That's not how CPUs work; a load buffer waiting for an incoming line will get the bytes it needs directly. e.g. on Intel CPUs, from the LFB (Line Fill Buffer) waiting for that cache line; LFBs are the buffers that track incoming and outgoing cache lines, allocated on cache miss.
The load producing a value happens in parallel with populating the line in L1d. It doesn't have to replay1 the load uop to have the load execution unit redo the TLB lookup and check permissions again. That strategy would cost extra latency for L2 hits, as well as some load throughput when you had a mix of loads that hit in L1d vs. L2.
On CPUs where the path between L2 and L1d isn't as wide as a full cache line (e.g. Intel before Skylake, and many earlier CPUs where the data paths might only be 32 bits wide), "early restart" and "critical word first" are also common techniques to reduce L1d miss latency a little: Early Restart lets the load produce a value when the necessary byte(s) arrive, not waiting for the entire cache line to arrive (or be written to L1d). Critical Word First lets the full-line transfer start with the chunk containing the byte(s) wanted by the demand load that missed. (If later loads miss in the same cache line, presumably the first one already initiated the request and its word will arrive first.)
See also:
Even if you did hypothetically design a simplistic CPU that worked the way you were imagining, you'd probably design its performance counters to not count the load replay as another load that hits in cache. Because that's not what people want to know about, that's just a bad implementation technique for getting incoming data into the execution pipeline. Of course ignoring that a "simplistic" CPU probably wouldn't be designed with performance counters in the first place, so maybe you'd talk about cycle-accurate simulation of it.

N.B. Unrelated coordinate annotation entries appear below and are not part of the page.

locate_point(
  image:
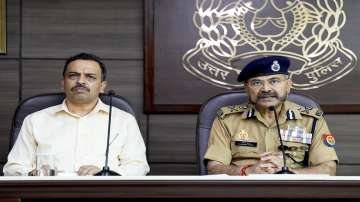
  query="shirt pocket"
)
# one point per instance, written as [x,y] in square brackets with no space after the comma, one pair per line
[244,149]
[295,150]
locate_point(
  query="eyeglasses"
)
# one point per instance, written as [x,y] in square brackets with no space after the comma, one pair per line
[274,82]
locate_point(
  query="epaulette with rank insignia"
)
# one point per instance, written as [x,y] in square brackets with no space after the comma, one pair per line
[310,111]
[231,110]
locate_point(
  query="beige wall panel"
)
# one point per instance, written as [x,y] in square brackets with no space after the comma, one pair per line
[9,85]
[58,29]
[125,77]
[13,29]
[347,134]
[348,170]
[172,138]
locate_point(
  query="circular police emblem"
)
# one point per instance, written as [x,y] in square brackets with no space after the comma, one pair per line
[328,140]
[275,66]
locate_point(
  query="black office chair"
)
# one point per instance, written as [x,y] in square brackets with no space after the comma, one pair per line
[43,101]
[208,112]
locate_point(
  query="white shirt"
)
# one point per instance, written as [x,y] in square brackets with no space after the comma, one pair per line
[76,141]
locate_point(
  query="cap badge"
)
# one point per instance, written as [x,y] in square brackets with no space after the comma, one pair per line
[275,66]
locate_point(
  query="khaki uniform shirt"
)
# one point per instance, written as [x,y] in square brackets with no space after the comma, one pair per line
[239,135]
[76,141]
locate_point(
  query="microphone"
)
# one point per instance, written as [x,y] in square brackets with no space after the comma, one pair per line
[284,169]
[106,169]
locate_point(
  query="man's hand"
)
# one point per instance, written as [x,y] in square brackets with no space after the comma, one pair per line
[269,163]
[88,170]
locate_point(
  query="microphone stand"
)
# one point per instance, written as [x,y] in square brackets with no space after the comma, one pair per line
[284,169]
[106,169]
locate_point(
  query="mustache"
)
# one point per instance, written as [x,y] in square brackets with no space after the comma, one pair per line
[80,86]
[267,95]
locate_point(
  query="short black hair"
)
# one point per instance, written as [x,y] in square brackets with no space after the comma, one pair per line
[86,56]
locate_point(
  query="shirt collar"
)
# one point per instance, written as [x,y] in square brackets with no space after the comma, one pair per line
[250,112]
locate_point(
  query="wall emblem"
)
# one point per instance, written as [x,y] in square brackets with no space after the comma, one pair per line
[235,32]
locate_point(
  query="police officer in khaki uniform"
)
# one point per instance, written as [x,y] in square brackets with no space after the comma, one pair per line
[244,138]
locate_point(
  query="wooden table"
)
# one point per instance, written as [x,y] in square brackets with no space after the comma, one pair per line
[191,187]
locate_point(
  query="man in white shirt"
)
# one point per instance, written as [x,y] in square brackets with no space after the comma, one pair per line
[76,130]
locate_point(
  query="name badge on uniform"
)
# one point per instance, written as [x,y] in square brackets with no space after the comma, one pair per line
[296,134]
[246,144]
[243,139]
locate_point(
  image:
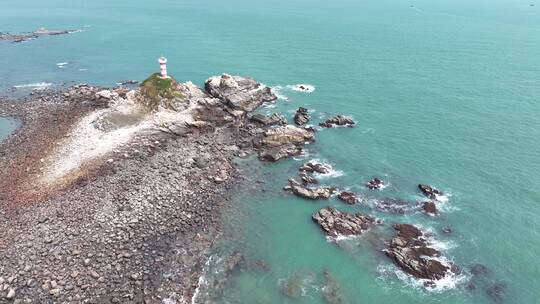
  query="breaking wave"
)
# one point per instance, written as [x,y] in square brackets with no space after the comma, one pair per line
[36,85]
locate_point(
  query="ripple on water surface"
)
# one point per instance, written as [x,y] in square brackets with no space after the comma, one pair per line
[7,125]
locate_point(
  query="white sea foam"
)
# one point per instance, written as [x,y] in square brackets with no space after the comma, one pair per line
[448,282]
[443,198]
[278,91]
[302,87]
[332,173]
[36,85]
[202,280]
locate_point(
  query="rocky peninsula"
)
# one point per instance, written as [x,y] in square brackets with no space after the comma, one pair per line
[116,195]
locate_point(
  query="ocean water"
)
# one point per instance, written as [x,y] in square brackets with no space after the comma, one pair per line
[444,92]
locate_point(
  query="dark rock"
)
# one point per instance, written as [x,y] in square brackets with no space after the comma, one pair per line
[308,179]
[496,292]
[276,153]
[301,117]
[281,142]
[338,120]
[284,135]
[33,35]
[429,191]
[375,183]
[312,167]
[274,119]
[310,193]
[348,197]
[430,208]
[331,290]
[410,251]
[239,93]
[479,270]
[336,223]
[392,205]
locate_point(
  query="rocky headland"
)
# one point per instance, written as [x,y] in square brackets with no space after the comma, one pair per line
[117,195]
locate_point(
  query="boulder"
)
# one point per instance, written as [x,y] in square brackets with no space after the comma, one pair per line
[283,135]
[429,191]
[310,193]
[264,120]
[430,208]
[348,197]
[274,154]
[411,252]
[331,290]
[392,205]
[375,183]
[311,167]
[336,223]
[282,142]
[239,93]
[301,117]
[339,120]
[307,179]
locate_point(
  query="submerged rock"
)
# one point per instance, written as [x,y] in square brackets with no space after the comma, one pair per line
[294,286]
[375,183]
[411,252]
[276,153]
[348,197]
[307,179]
[430,208]
[336,223]
[331,290]
[274,119]
[497,292]
[33,35]
[392,205]
[301,117]
[338,120]
[239,93]
[310,193]
[282,142]
[283,135]
[312,167]
[429,191]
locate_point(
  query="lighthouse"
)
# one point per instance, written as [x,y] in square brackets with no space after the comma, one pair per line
[163,67]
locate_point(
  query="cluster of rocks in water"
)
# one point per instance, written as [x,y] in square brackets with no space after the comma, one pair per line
[176,191]
[339,120]
[336,223]
[21,37]
[155,209]
[411,251]
[301,117]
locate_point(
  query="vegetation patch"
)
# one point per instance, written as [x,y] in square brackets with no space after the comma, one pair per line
[157,92]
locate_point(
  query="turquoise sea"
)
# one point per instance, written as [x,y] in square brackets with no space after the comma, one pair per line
[444,92]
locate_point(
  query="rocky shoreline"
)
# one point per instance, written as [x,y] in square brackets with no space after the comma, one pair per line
[134,223]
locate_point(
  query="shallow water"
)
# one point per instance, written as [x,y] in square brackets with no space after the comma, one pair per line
[7,125]
[445,93]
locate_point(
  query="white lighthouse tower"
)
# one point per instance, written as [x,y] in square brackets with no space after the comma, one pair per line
[163,67]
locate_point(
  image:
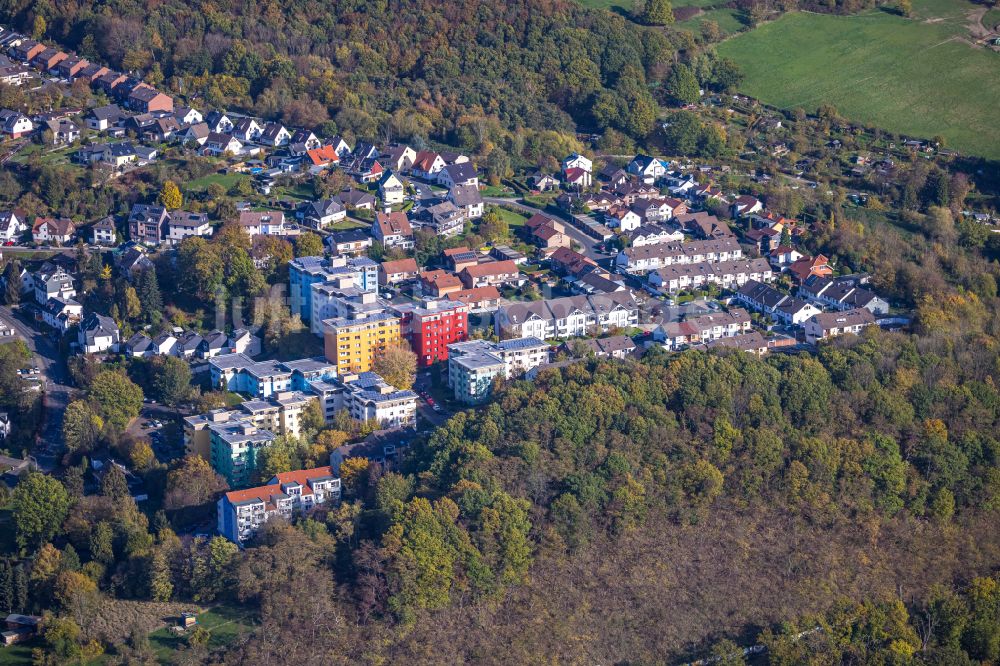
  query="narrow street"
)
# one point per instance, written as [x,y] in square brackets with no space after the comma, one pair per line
[587,243]
[57,393]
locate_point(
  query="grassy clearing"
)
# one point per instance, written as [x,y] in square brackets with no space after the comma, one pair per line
[513,218]
[730,20]
[992,19]
[908,76]
[8,544]
[226,624]
[626,6]
[494,191]
[227,180]
[19,654]
[348,223]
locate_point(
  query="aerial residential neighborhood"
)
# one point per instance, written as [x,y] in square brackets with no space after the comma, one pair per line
[471,332]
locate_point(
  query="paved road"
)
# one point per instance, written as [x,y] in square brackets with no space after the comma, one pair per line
[58,394]
[423,190]
[587,243]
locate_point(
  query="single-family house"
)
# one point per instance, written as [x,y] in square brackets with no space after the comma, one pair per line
[577,178]
[149,100]
[275,134]
[98,334]
[197,133]
[447,218]
[349,242]
[103,232]
[187,116]
[218,122]
[302,141]
[357,200]
[47,59]
[12,225]
[399,158]
[15,124]
[319,214]
[322,158]
[183,224]
[746,205]
[462,173]
[578,161]
[492,274]
[70,67]
[247,130]
[390,189]
[622,218]
[393,230]
[63,131]
[221,144]
[392,273]
[62,313]
[148,224]
[53,230]
[647,168]
[427,164]
[467,198]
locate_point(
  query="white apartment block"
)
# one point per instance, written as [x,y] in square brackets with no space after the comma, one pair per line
[473,365]
[241,513]
[567,317]
[726,274]
[651,257]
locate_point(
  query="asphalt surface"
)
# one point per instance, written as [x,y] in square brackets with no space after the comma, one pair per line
[58,394]
[587,243]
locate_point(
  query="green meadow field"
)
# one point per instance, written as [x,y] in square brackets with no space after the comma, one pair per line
[912,76]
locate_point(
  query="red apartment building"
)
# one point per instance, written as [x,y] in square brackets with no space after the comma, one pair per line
[432,327]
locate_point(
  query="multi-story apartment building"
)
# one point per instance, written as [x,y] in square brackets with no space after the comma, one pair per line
[352,344]
[281,413]
[651,257]
[241,513]
[831,324]
[307,271]
[432,326]
[368,397]
[51,281]
[567,317]
[234,448]
[339,298]
[473,365]
[241,374]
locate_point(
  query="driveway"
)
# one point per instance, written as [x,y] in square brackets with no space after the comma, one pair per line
[587,243]
[58,393]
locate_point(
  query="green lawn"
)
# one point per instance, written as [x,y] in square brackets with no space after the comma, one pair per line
[227,180]
[348,223]
[226,623]
[992,19]
[627,6]
[513,219]
[907,76]
[729,20]
[19,654]
[494,191]
[8,546]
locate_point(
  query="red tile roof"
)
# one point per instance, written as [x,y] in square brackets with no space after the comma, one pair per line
[323,155]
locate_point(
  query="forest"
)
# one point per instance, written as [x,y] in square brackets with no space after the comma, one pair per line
[388,69]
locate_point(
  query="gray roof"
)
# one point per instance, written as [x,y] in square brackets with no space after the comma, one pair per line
[461,172]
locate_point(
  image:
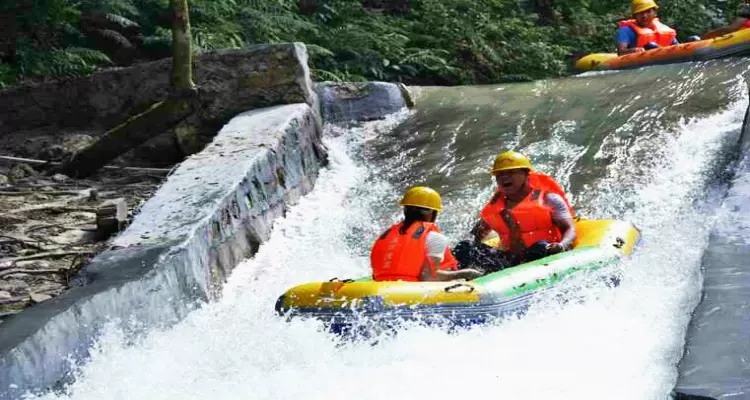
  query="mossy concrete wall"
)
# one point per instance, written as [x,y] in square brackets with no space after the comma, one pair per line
[211,213]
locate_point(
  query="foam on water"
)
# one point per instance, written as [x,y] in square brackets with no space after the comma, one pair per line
[620,343]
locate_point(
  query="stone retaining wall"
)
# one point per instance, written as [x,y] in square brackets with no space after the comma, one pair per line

Footnote 1: On Intel CPUs, when loads take extra time due to cache misses or other effects, uops waiting for the load data might get replayed. Cache-line-split loads or especially 4k-split loads might even need another cycle on the load port (e.g. to do another TLB lookup for the other half which is potentially coming from another page), but the load uop itself doesn't actually re-dispatch from the RS (scheduler). See also Are load ops deallocated from the RS when they dispatch, complete or some other time?.